Obsèques : quelles sont les tendances en 2021 ?

Nombre d’études montrent qu’aujourd’hui, les internautes sont de plus en plus nombreux à se renseigner en ligne pour organiser les funérailles d’un proche. Ces recherches montrent que de plus en plus de personnes souhaitent personnaliser les obsèques à travers les services optionnels proposés en ligne. Elles témoignent aussi de l’évolution forte de deux tendances. D’une part, le nombre de cérémonies civiles continue de prendre le pas sur les cérémonies religieuses. D’autre part, le rite évolue lui aussi, puisque la crémation est de plus en plus choisie de nos jours.

La cérémonie civile en forte hausse

ObsèquesBeaucoup de familles ne veulent plus d’une cérémonie religieuse pour l’enterrement d’un proche et optent alors pour une cérémonie civile. Cette cérémonie en forte hausse, 46% entre 2020 et 2021 pour 38% en 2019, permet une meilleure personnalisation des obsèques. Les familles peuvent ainsi choisir selon les goûts et valeurs des défunts. Les textes lus leur correspondent mieux, sans forcément être des textes religieux et la plaque pour tombe funéraire rend hommage aux défunts de manière totalement personnalisable.

Les obsèques civiles sont orchestrées par des maîtres de cérémonie, mais elles peuvent aussi l’être par un membre de la famille qui s’est porté volontaire.
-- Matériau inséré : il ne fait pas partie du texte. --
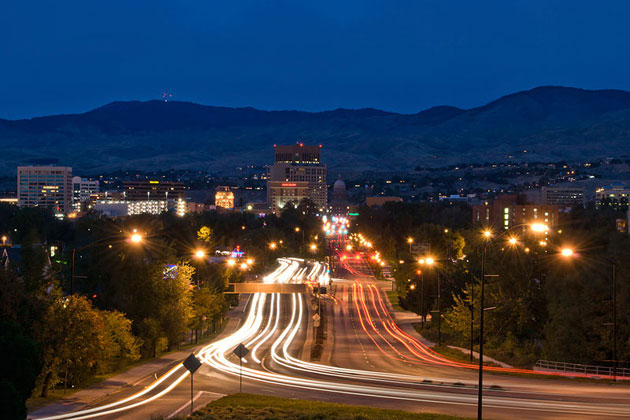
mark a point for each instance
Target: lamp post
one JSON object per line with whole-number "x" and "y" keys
{"x": 134, "y": 238}
{"x": 488, "y": 238}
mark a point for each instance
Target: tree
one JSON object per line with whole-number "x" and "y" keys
{"x": 19, "y": 371}
{"x": 72, "y": 340}
{"x": 121, "y": 346}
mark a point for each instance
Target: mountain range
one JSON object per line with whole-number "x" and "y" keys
{"x": 544, "y": 124}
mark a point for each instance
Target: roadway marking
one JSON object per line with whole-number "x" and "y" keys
{"x": 199, "y": 394}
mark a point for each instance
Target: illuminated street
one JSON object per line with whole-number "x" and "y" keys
{"x": 373, "y": 361}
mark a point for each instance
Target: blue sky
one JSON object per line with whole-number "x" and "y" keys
{"x": 404, "y": 56}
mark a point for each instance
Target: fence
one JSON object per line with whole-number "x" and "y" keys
{"x": 547, "y": 365}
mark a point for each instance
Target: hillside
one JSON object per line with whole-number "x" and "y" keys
{"x": 545, "y": 123}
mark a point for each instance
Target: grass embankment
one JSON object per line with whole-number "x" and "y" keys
{"x": 58, "y": 392}
{"x": 258, "y": 407}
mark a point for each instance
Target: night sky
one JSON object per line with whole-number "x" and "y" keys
{"x": 71, "y": 56}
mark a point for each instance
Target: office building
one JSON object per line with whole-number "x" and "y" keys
{"x": 82, "y": 190}
{"x": 614, "y": 196}
{"x": 45, "y": 186}
{"x": 153, "y": 190}
{"x": 507, "y": 211}
{"x": 282, "y": 193}
{"x": 224, "y": 198}
{"x": 339, "y": 205}
{"x": 295, "y": 164}
{"x": 563, "y": 196}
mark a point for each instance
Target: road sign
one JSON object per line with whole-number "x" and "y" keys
{"x": 192, "y": 363}
{"x": 241, "y": 351}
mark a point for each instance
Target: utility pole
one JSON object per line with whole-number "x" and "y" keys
{"x": 481, "y": 303}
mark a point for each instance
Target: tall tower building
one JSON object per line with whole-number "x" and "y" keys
{"x": 293, "y": 165}
{"x": 45, "y": 186}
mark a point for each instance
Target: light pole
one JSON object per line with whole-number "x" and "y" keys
{"x": 488, "y": 238}
{"x": 134, "y": 238}
{"x": 569, "y": 253}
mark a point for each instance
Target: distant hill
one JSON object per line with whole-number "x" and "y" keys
{"x": 545, "y": 123}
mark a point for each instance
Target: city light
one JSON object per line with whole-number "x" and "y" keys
{"x": 136, "y": 238}
{"x": 539, "y": 227}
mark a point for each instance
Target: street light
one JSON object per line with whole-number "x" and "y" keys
{"x": 569, "y": 253}
{"x": 488, "y": 237}
{"x": 134, "y": 238}
{"x": 431, "y": 262}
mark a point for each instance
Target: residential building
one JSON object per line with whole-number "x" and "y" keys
{"x": 282, "y": 193}
{"x": 339, "y": 205}
{"x": 153, "y": 190}
{"x": 296, "y": 164}
{"x": 613, "y": 196}
{"x": 82, "y": 190}
{"x": 224, "y": 198}
{"x": 563, "y": 196}
{"x": 45, "y": 186}
{"x": 507, "y": 211}
{"x": 379, "y": 200}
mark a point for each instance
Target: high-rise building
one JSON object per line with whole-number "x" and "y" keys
{"x": 153, "y": 190}
{"x": 339, "y": 205}
{"x": 45, "y": 186}
{"x": 82, "y": 189}
{"x": 282, "y": 193}
{"x": 563, "y": 196}
{"x": 507, "y": 211}
{"x": 224, "y": 197}
{"x": 615, "y": 196}
{"x": 296, "y": 164}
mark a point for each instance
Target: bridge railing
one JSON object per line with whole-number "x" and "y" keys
{"x": 547, "y": 365}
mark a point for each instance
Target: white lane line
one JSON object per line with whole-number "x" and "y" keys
{"x": 199, "y": 394}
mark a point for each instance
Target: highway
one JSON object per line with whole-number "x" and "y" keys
{"x": 371, "y": 361}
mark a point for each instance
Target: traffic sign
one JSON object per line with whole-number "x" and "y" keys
{"x": 192, "y": 363}
{"x": 241, "y": 351}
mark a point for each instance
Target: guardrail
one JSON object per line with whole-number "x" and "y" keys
{"x": 547, "y": 365}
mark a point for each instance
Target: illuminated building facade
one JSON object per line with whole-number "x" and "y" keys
{"x": 296, "y": 164}
{"x": 563, "y": 196}
{"x": 45, "y": 186}
{"x": 224, "y": 197}
{"x": 507, "y": 211}
{"x": 82, "y": 190}
{"x": 153, "y": 190}
{"x": 615, "y": 196}
{"x": 282, "y": 193}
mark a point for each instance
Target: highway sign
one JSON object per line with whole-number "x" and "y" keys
{"x": 192, "y": 363}
{"x": 241, "y": 351}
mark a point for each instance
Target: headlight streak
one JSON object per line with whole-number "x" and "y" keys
{"x": 216, "y": 355}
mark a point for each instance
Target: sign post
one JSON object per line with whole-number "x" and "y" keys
{"x": 241, "y": 351}
{"x": 192, "y": 364}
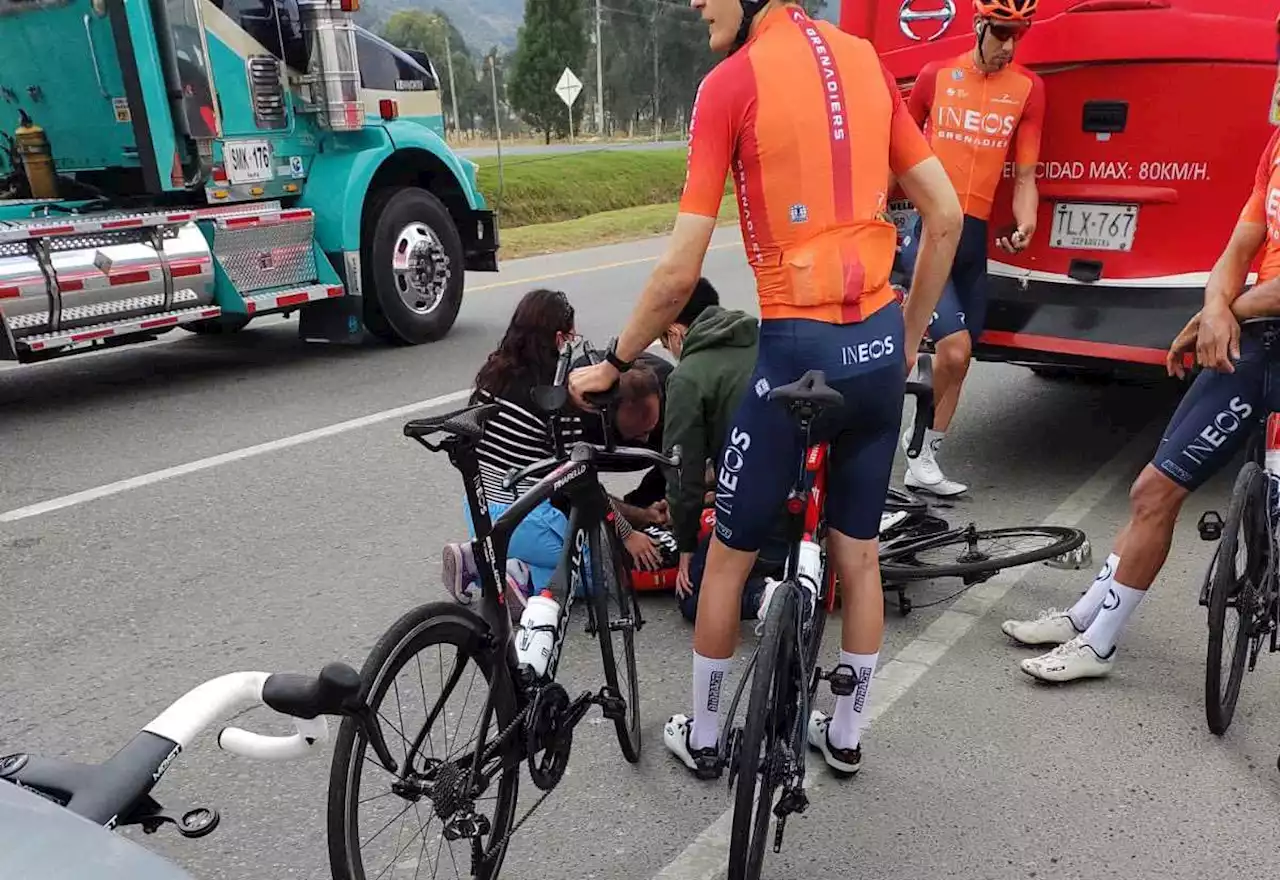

Ce dernier doit veiller au bon déroulement de la cérémonie comme l’aurait fait un prestataire engagé pour l’occasion : choix de la décoration florale et des ornements, lecture du texte choisi, mais aussi mise au point de l’itinéraire pour le convoi et des différentes prestations qui se dérouleront : visionnage de vidéos, choix de la musique, etc.

La cérémonie civile se déroule selon les volontés du défunt ou de sa famille le cas échéant, au funérarium ou au crématorium. Son déroulement, plus court qu’une cérémonie religieuse, suit en général différents temps forts :

  • L’accueil, pendant lequel on nomme la personne décédée et on la situe par rapport aux différents participants.
  • Un hommage, pendant lequel on va évoquer son existence, ses goûts et passions, ses engagements, etc.
  • La participation de proches qui auront choisi des textes ou poèmes à lire, le visionnage d’un album photo ou l’écoute d’une musique particulière qu’aimait le défunt, etc.
  • Un geste d’adieu au défunt formulé avec affection, puis la conclusion de la cérémonie.

La croissance de la cérémonie civile de nos jours témoigne de la volonté plus pressante des proches de rendre plus chaleureux un rite souvent trop rigoureux lorsqu’accompli de manière religieuse.

Une autre tendance modifie aussi le déroulement des obsèques : l’augmentation toujours plus forte des crémations, dans un paysage traditionnel qui a toujours été dominé par le rite de l’inhumation.

La crémation en forte croissance

urne funéraireLa crémation, ou incinération, consiste à brûler et réduire en cendres le corps d’un défunt. Elle est, avec l’inhumation, la technique la plus utilisée pour les pratiques funéraires dans le monde.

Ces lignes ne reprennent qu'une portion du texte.